Olympus has introduced a new, highly versatile, range of cutting-edge research microscope systems. The Olympus xcellence line covers advanced live cell techniques such as real-time high-speed imaging, TIRFM & HILO (cell^TIRF), photo control such as FRAP, FLIP & photo activation (cell^FRAP), and laser spinning disc confocal (cell^SPIN). More importantly, the Olympus xcellence range takes these techniques to the extreme via a complete series of new and innovative features that ensure researchers can continue breaking new ground in science.


Olympus xcellence

The Olympus xcellence live cell imaging system range is designed to bring the most advanced fluorescent imaging techniques within easier reach, whilst pushing the very boundaries of optical imaging. The Unix-based controller provides the high-speed parallel component management required to ensure that each procedure can capture the most advanced data. The xcellence software includes the Experiment Manager, a universal planning and execution tool with logic and simple drag-and-drop experiment construction. Olympus xcellence provides the ultimate system for imaging live cells over prolonged periods of time with the Olympus MT20 fluorescence lightsource providing highly stabilised mercury or mercury-xenon burner control with very fast filter, attenuator and shutter changes. The new xcellence software also offers Olympus Data Bus (ODB) enhanced controls for a broader spectrum of hardware including laser linking, for fast switching and precise control of laser lines. Furthermore, the system now incorporates multiple high speed (µsec) bidirectional TTL communication ports, greatly expanding the hardware integration capacity.

cell^TIRF

The new total internal reflection fluorescence microscopy module, cell^TIRF, features 4 laser lines with separate motorised angle control enabling synchronised acquisition with identical penetration depth. The xcellence software enables the user to set incident angles or penetration depths with ease, as well as running experiments with varying penetration depths. This, combined with the broadest selection of TIRFM objectives, provides a new level of precision in multi-colour TIRFM. The optics knowledge of Olympus has also enabled the cell^TIRF to be used for highly inclined and laminated optical (HILO) sheet imaging, as well as the seamless integration with epi-fluorescence, FRAP and laser spinning disk techniques.

cell^FRAP

The cell^FRAP system offers the state-of-the-art in photo control technology, enabling advanced FRAP, iFRAP, FLIP, FLAP, photoactivation and photoconversion. Optically, the FRAP module can incorporate two separate laser lines or a laser combiner and is introduced into the microscope via a separate light-path to the camera and fluorescence illumination. This ensures full integration of FRAP with epi-fluorescence, TIRFM and laser spinning disk techniques, and enables simultaneous imaging and photo-manipulation as well as µsec switching.
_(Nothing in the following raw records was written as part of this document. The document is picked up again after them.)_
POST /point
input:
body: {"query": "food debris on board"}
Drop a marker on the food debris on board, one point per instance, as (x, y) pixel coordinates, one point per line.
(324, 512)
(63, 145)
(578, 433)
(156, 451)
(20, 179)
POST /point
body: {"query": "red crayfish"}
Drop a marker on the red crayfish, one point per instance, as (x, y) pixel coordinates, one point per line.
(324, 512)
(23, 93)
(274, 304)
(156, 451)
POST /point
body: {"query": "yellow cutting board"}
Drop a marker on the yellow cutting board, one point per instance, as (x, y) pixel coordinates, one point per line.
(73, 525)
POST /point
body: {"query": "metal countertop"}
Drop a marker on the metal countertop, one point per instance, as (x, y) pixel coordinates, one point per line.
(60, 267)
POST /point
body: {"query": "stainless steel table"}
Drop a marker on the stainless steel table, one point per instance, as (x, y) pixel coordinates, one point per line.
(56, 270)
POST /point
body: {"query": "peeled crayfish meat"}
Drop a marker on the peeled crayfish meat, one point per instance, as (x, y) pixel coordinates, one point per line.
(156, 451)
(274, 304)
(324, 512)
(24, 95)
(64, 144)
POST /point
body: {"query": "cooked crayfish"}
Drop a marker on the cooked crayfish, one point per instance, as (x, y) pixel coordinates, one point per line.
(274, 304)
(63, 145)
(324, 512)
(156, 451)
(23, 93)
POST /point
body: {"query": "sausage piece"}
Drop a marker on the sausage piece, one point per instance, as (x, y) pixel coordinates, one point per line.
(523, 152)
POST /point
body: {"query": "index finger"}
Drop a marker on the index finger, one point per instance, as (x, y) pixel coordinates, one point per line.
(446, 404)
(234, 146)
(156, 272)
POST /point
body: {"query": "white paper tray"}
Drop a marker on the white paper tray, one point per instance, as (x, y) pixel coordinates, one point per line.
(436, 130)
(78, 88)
Fully controlled via the software, basic FRAP techniques can be completed at the click of button, and more advanced techniques can be fully controlled with great ease. Furthermore, the pattern bleaching mode enables a simulation of fluorescence speckle microscopy (FSM), and the ‘fire on click' feature enables manual triggering of the FRAP laser using the mouse.

cell^SPIN

The Olympus cell^SPIN has been developed as a bright laser spinning disk confocal system with the highest emission efficiency on the market. This is achieved by using high power lasers with fine control over the field of illumination and new laser combiner technology with dramatically enhanced coupling efficiency, ensuring that as much light as possible illuminates the sample. What is more, as well as using optimised disks for perfect confocality with different objectives, the system has full control over the disk speed and offers a maximum speed of 5600 rpm. As a result the Olympus cell^SPIN can provide up to 367 confocal images per second.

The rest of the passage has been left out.